If you have Frozen Throne Expansion (Warcraft) then try DoTA. For more: www.getdota.com, www.dotastrategy.com, www.dotapro.com . You can download maps with or without AI (bots).


----------



## JojoTheDragon (Nov 21, 2008)

^ he means Counter Strike game is an freeware game. Download and play.


----------



## Kl@w-24 (Nov 21, 2008)

toofan.is.back said:


> Urban terror is an fps and playing it with only two players will be quite interesting.





Kl@w-24 said:


> I dunno, but IMO it won't be too much fun playing an FPS 1-on-1 again and again.



I rest my case.


----------



## comp@ddict (Nov 21, 2008)

hansraj said:


> thanks a lot guys.... i will try the demos first and then lock on.




Demos?

Is tht in the dicktionary(not for me)


----------



## Kl@w-24 (Nov 21, 2008)

comp@ddict said:


> Demos?
> 
> Is tht in the dicktionary(not for me)



*en.wiktionary.org/wiki/demos


----------



## thewisecrab (Nov 21, 2008)

lywyre said:


> If you have Frozen Throne Expansion (Warcraft) then try DoTA. For more: www.getdota.com, www.dotastrategy.com, www.dotapro.com . You can download maps with or without AI (bots).

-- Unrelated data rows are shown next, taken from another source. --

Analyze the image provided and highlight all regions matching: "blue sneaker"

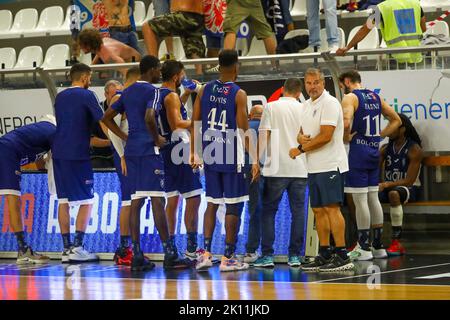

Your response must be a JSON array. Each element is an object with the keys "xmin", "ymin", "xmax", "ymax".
[
  {"xmin": 287, "ymin": 255, "xmax": 302, "ymax": 267},
  {"xmin": 253, "ymin": 255, "xmax": 274, "ymax": 268}
]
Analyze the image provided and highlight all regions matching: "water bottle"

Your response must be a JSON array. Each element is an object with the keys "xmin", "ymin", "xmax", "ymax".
[{"xmin": 182, "ymin": 78, "xmax": 200, "ymax": 92}]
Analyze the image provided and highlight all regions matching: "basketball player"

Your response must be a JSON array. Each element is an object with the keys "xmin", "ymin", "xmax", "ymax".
[
  {"xmin": 104, "ymin": 66, "xmax": 140, "ymax": 266},
  {"xmin": 53, "ymin": 63, "xmax": 103, "ymax": 263},
  {"xmin": 339, "ymin": 70, "xmax": 401, "ymax": 261},
  {"xmin": 102, "ymin": 55, "xmax": 190, "ymax": 271},
  {"xmin": 0, "ymin": 116, "xmax": 56, "ymax": 264},
  {"xmin": 191, "ymin": 50, "xmax": 259, "ymax": 272},
  {"xmin": 156, "ymin": 60, "xmax": 203, "ymax": 261},
  {"xmin": 379, "ymin": 113, "xmax": 423, "ymax": 256}
]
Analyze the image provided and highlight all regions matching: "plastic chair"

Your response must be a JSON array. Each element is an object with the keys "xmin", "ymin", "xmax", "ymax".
[
  {"xmin": 41, "ymin": 44, "xmax": 70, "ymax": 68},
  {"xmin": 14, "ymin": 46, "xmax": 43, "ymax": 69},
  {"xmin": 0, "ymin": 47, "xmax": 16, "ymax": 69}
]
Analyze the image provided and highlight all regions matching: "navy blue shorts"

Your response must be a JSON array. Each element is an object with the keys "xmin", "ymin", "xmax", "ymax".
[
  {"xmin": 206, "ymin": 34, "xmax": 224, "ymax": 49},
  {"xmin": 162, "ymin": 149, "xmax": 202, "ymax": 198},
  {"xmin": 204, "ymin": 167, "xmax": 248, "ymax": 204},
  {"xmin": 126, "ymin": 154, "xmax": 165, "ymax": 200},
  {"xmin": 344, "ymin": 167, "xmax": 380, "ymax": 193},
  {"xmin": 379, "ymin": 186, "xmax": 418, "ymax": 204},
  {"xmin": 0, "ymin": 144, "xmax": 21, "ymax": 196},
  {"xmin": 113, "ymin": 151, "xmax": 132, "ymax": 206},
  {"xmin": 308, "ymin": 170, "xmax": 344, "ymax": 208},
  {"xmin": 53, "ymin": 159, "xmax": 94, "ymax": 205}
]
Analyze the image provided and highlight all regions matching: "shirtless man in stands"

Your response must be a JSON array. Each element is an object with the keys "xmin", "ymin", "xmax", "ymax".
[{"xmin": 78, "ymin": 28, "xmax": 141, "ymax": 64}]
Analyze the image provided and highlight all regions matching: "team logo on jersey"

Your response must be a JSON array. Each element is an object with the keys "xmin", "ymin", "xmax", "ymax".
[
  {"xmin": 15, "ymin": 170, "xmax": 21, "ymax": 176},
  {"xmin": 85, "ymin": 179, "xmax": 94, "ymax": 185},
  {"xmin": 154, "ymin": 169, "xmax": 164, "ymax": 175}
]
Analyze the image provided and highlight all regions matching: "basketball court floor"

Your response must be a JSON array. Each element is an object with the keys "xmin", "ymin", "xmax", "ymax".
[{"xmin": 1, "ymin": 255, "xmax": 449, "ymax": 300}]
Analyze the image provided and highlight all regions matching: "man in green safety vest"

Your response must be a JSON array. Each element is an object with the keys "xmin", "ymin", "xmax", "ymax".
[{"xmin": 336, "ymin": 0, "xmax": 426, "ymax": 64}]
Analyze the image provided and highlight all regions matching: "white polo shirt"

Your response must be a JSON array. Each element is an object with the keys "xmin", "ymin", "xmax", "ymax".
[
  {"xmin": 301, "ymin": 90, "xmax": 349, "ymax": 174},
  {"xmin": 259, "ymin": 97, "xmax": 308, "ymax": 178}
]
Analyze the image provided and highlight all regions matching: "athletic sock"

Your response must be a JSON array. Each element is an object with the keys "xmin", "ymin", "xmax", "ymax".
[
  {"xmin": 14, "ymin": 231, "xmax": 28, "ymax": 253},
  {"xmin": 187, "ymin": 232, "xmax": 197, "ymax": 253},
  {"xmin": 357, "ymin": 229, "xmax": 371, "ymax": 250},
  {"xmin": 132, "ymin": 241, "xmax": 141, "ymax": 256},
  {"xmin": 162, "ymin": 240, "xmax": 176, "ymax": 256},
  {"xmin": 335, "ymin": 247, "xmax": 348, "ymax": 260},
  {"xmin": 61, "ymin": 233, "xmax": 71, "ymax": 250},
  {"xmin": 204, "ymin": 238, "xmax": 212, "ymax": 253},
  {"xmin": 224, "ymin": 243, "xmax": 236, "ymax": 259},
  {"xmin": 319, "ymin": 246, "xmax": 332, "ymax": 260},
  {"xmin": 120, "ymin": 235, "xmax": 131, "ymax": 249},
  {"xmin": 372, "ymin": 227, "xmax": 383, "ymax": 249},
  {"xmin": 169, "ymin": 235, "xmax": 176, "ymax": 248},
  {"xmin": 73, "ymin": 231, "xmax": 85, "ymax": 248},
  {"xmin": 392, "ymin": 226, "xmax": 403, "ymax": 239}
]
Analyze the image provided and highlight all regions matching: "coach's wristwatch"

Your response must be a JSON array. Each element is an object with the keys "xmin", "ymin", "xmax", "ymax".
[{"xmin": 297, "ymin": 144, "xmax": 305, "ymax": 153}]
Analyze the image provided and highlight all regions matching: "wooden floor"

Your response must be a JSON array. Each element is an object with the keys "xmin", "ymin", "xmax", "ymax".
[{"xmin": 1, "ymin": 255, "xmax": 450, "ymax": 300}]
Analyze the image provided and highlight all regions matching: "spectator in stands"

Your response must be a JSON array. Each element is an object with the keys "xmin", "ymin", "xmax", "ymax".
[
  {"xmin": 379, "ymin": 113, "xmax": 423, "ymax": 256},
  {"xmin": 203, "ymin": 0, "xmax": 227, "ymax": 58},
  {"xmin": 262, "ymin": 0, "xmax": 294, "ymax": 44},
  {"xmin": 336, "ymin": 0, "xmax": 426, "ymax": 64},
  {"xmin": 152, "ymin": 0, "xmax": 175, "ymax": 59},
  {"xmin": 142, "ymin": 0, "xmax": 205, "ymax": 74},
  {"xmin": 90, "ymin": 80, "xmax": 123, "ymax": 168},
  {"xmin": 254, "ymin": 78, "xmax": 308, "ymax": 268},
  {"xmin": 222, "ymin": 0, "xmax": 277, "ymax": 55},
  {"xmin": 103, "ymin": 0, "xmax": 141, "ymax": 54},
  {"xmin": 78, "ymin": 28, "xmax": 141, "ymax": 64},
  {"xmin": 243, "ymin": 105, "xmax": 264, "ymax": 265},
  {"xmin": 306, "ymin": 0, "xmax": 340, "ymax": 52}
]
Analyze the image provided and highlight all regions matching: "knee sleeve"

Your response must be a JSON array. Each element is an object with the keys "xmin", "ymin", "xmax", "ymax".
[
  {"xmin": 368, "ymin": 191, "xmax": 384, "ymax": 226},
  {"xmin": 352, "ymin": 193, "xmax": 371, "ymax": 230},
  {"xmin": 225, "ymin": 203, "xmax": 244, "ymax": 217},
  {"xmin": 390, "ymin": 205, "xmax": 403, "ymax": 227}
]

Yeah, How could I forget DoTA?
An epic game man, I must say, I can play it for hours on end...


----------



## aby.exe (Nov 23, 2008)

1.)Counter-Strike
2.)Dota-Defense of the ancients,A map created By ICEFROG for warcraft


----------



## toofan (Nov 23, 2008)

with two to -4 players strategy games are best. And if you have any big group then go for fps.


----------



## thewisecrab (Nov 23, 2008)

@OP
So what are your final choices?


----------



## hansraj (Nov 23, 2008)

I already have warcraft.... so today added frozen throne for download for the suggested  DOTA, as lots of guys are talking about dota. I think i will have to restrict myself to these strategic games only as other games dont look as interesting as the strategic ones. Specially coz my case is for 2 players only n not much. I didnt want to come back to strategic ones but looks like the choices are not very interesting


----------



## MenTaLLyMenTaL (Nov 23, 2008)

If u want some fun games that may not last very long (unlike weeks for AOE, dota) try these:
LittleFighter2 (lf2.net)
- Good lightweight game like MK4/streetfighter.
- My avatar is from it 

Monkey Brains
- Great 2 player adventure game for fun
- Will last much longer than LF2


----------



## thewisecrab (Nov 24, 2008)

hansraj said:


> I already have warcraft.... so today added frozen throne for download for the suggested  DOTA, as lots of guys are talking about dota. I think i will have to restrict myself to these strategic games only as other games dont look as interesting as the strategic ones. Specially coz my case is for 2 players only n not much. I didnt want to come back to strategic ones but looks like the choices are not very interesting


Awesome. DoTA FTW!!!


----------



## aby.exe (Nov 25, 2008)

Thumbs up on chosing *DOTA*,for more information on DOTA and for stategies and help and all the stuff you need visit **www.dota-allstars.com*

One more thing,you need loads of experience in dota,otherwise you will make an ass of yourself when you play against others,atleast 1 months experience is necessary.
and 
**www.garena.com* is a gaming platform which allows you to play lan games with many people around the world,just download it from there and for playing in rooms you need wersion 1.20 or higher.in indian rooms 1.20 is used.

you will need to have this software warcraft version switcher
**www.garena.com/forum/viewthread.php?tid=357119&highlight=warcraft+version+switcher*

then set the path in garena and have fun!
any way if you need more help i am *Blade-X* in garena,or ask here.


----------